We soon found several large flocks of Lesser Short-toed Larks (photo) numbering about 300, but we couldn’t find any Short-toed Larks and were informed that these are summer visitors that will start to arrive at anytime now.
We saw at least 2 Thekla Larks, but these are not that easy to separate from the commoner North African race of Crested Lark without spending some time watching them, and we had other priorities, one of which was the Temminck’s Lark (or Temminck’s Horned Lark) and we soon located a small group of 5 birds (photos).

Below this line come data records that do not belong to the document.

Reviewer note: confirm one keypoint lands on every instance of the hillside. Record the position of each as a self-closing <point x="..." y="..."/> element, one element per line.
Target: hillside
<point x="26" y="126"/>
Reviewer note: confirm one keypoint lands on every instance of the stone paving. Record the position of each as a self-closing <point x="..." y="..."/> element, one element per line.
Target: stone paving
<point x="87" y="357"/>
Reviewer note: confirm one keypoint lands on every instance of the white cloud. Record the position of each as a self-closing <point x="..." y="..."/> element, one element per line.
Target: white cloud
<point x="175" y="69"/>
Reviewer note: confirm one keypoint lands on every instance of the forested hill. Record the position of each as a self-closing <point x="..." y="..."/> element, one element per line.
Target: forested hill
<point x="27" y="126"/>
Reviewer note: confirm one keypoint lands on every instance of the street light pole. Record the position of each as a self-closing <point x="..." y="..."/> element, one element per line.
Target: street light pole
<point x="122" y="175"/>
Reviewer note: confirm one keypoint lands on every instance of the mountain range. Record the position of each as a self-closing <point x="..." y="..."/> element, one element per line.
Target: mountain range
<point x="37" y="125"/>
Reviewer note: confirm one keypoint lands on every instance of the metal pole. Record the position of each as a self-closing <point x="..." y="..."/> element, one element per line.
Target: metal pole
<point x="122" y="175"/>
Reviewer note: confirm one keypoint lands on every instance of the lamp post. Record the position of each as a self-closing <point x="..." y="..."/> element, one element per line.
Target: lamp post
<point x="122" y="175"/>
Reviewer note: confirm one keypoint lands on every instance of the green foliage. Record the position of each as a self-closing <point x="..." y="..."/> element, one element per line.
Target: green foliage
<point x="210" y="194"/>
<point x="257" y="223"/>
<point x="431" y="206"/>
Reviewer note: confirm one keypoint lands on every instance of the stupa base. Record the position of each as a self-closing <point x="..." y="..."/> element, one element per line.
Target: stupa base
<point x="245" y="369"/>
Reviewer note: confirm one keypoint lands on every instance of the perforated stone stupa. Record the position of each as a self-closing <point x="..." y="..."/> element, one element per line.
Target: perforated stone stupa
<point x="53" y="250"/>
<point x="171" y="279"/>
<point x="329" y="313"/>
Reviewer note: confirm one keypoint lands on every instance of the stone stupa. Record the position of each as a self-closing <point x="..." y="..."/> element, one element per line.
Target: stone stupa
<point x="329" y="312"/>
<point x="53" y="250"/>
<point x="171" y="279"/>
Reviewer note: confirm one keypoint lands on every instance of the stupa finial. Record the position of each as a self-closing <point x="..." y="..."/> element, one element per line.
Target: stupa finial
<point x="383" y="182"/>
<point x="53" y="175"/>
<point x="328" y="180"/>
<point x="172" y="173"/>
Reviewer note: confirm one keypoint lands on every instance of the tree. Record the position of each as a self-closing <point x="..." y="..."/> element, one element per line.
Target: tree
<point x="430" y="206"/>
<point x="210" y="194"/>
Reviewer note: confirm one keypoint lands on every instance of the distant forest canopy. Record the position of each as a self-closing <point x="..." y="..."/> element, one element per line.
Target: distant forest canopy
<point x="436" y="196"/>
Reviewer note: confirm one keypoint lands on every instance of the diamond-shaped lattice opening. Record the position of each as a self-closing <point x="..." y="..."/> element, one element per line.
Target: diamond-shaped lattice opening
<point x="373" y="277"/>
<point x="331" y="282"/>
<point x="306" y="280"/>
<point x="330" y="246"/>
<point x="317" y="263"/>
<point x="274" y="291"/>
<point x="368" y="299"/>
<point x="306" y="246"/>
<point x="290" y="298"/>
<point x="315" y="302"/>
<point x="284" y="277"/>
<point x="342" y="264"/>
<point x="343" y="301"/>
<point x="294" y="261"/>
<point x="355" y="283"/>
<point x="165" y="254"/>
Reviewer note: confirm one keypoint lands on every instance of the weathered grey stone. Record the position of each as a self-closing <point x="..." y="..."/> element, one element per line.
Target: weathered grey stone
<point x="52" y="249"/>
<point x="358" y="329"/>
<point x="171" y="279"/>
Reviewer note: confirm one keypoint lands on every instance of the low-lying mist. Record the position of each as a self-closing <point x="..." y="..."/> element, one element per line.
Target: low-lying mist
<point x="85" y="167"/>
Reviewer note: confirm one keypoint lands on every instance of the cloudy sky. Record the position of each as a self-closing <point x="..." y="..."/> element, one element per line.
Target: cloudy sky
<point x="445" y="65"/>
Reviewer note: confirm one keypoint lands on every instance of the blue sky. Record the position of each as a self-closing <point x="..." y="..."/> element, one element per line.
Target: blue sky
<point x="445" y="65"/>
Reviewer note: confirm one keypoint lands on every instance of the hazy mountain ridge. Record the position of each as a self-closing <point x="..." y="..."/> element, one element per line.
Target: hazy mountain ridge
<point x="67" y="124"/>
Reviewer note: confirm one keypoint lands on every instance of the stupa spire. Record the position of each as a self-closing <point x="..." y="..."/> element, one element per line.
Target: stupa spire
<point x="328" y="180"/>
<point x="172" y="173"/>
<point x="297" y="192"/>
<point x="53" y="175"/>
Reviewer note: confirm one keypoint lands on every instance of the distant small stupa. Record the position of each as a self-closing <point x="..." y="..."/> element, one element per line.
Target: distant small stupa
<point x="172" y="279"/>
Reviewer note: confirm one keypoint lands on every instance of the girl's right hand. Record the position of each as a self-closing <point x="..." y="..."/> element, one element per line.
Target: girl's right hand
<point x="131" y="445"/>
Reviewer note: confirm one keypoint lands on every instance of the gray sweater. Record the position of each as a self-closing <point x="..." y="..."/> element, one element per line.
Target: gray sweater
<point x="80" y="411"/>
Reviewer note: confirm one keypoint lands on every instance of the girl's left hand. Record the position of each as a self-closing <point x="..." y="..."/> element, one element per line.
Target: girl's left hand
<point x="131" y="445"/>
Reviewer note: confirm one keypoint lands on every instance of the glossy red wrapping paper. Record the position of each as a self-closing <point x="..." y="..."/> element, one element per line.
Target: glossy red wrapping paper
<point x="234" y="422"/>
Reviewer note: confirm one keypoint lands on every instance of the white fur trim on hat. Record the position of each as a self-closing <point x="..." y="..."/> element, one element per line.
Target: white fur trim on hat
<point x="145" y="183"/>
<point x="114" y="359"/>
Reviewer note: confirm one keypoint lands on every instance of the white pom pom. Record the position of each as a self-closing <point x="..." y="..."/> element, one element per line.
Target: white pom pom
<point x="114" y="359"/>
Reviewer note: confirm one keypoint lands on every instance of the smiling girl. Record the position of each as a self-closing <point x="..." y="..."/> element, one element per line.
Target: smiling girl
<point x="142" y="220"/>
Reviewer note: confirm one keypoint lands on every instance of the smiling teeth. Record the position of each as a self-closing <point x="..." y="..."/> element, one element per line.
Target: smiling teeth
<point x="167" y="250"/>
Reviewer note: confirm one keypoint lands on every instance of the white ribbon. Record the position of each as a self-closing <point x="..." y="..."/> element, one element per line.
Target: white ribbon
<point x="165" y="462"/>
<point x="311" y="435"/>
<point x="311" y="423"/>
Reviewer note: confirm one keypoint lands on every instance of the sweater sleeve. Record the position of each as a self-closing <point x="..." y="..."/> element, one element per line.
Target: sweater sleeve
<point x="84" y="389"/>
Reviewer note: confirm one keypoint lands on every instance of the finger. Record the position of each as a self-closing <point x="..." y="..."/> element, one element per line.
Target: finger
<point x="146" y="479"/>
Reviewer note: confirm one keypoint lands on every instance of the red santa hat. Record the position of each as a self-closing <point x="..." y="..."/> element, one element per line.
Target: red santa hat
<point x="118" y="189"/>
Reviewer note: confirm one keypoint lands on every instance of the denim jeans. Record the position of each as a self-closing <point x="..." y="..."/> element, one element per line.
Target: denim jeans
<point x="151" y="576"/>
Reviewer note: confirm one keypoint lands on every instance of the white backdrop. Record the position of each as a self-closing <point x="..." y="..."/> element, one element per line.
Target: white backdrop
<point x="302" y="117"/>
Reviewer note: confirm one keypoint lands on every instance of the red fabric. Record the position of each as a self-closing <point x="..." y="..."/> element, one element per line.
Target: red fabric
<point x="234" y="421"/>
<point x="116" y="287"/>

A difficult lark to find is Thick-billed and to increase our chances the thirteen of us spread out 30/40 metres or so apart, like game beaters, and slowly walked across the stony desert. We must have covered about half-a-mile when the totally unexpected happened, Martin, on the right hand end of the line, noticed movement someway off and as he walked towards this spot a very large owl took flight. Luckily, it didn’t fly directly away and out of sight as one would expect, rather it flew away for a short distance then turning left flew slowly along the line of people at about 50 metres range, staring at us with its large eyes as it passed. In doing so gave us all the very best views of an adult Pharaoh Eagle Owl, for Kay and me the bird of the trip! We followed to where it had disappeared over a low ridge and shortly after came upon a group of five deep, dark caves about 1.3 metres high and possibly dug for the removal of fossils - small chunks of crystalline rock formation are offered for sale to tourists. Maybe the owl was using one of these caves, but no one volunteered to go in and have a look!

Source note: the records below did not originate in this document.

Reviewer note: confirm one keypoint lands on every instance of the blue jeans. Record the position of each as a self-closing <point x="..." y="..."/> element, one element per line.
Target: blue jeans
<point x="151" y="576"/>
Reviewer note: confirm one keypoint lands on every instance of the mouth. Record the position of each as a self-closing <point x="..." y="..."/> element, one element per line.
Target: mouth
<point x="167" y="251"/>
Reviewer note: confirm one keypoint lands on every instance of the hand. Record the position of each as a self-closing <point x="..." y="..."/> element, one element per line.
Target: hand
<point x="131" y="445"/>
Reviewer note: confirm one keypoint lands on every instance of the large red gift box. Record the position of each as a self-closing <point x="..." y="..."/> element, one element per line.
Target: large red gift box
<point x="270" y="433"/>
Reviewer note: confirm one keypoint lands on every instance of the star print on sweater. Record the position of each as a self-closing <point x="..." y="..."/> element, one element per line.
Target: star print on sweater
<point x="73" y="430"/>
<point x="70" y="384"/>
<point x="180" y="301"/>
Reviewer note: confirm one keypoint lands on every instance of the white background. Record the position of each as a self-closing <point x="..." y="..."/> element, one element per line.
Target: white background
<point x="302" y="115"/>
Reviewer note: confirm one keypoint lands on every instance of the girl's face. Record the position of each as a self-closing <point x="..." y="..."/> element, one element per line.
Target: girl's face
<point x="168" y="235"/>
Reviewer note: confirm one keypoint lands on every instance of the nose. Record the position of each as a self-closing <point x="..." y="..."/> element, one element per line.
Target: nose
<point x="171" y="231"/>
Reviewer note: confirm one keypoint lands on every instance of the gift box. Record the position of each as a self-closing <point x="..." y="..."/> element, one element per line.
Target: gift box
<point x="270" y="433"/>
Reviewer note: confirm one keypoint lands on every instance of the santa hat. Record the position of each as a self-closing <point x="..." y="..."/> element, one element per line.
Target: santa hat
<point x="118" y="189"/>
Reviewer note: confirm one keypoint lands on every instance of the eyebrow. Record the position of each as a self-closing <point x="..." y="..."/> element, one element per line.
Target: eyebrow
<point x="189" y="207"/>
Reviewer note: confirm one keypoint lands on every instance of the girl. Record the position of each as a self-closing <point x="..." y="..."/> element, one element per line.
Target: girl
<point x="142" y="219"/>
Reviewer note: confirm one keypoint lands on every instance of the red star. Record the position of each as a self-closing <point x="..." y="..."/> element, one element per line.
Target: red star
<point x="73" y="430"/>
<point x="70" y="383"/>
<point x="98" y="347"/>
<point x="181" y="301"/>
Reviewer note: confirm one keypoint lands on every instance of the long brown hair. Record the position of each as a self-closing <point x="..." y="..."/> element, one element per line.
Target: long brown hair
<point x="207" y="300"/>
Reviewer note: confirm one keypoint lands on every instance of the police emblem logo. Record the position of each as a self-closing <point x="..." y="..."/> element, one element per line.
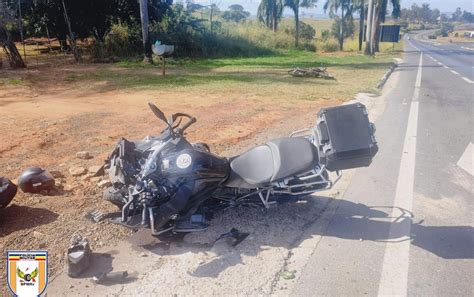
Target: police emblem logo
<point x="27" y="272"/>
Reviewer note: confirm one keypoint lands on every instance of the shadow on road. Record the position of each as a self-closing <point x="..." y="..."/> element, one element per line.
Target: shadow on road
<point x="358" y="221"/>
<point x="15" y="218"/>
<point x="284" y="226"/>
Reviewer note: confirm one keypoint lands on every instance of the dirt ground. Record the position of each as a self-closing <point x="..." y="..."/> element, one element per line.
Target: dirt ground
<point x="47" y="121"/>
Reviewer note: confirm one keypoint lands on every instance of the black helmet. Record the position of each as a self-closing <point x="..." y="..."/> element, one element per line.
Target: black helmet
<point x="7" y="191"/>
<point x="35" y="179"/>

Retracing our steps back to the mini-coach, we had only just moved slowly off when our trip-leader called out Thick-billed Lark as one flew up close by. As it flew off those sitting on that side managed reasonable flight views, but me and a few others on the opposite side were not so fortunate (damn!).
During several short walks this morning we came upon many burrows of the Fat Sand Rat and saw about 40 of these quite attractive, chubby looking mammals (photos).
These Fat Sand Rats are probably the main prey-item of the Long-legged Buzzard (photo) of which we saw eight different birds today.
They certainly seemed to be the commonest bird-of-prey in this part of the desert region.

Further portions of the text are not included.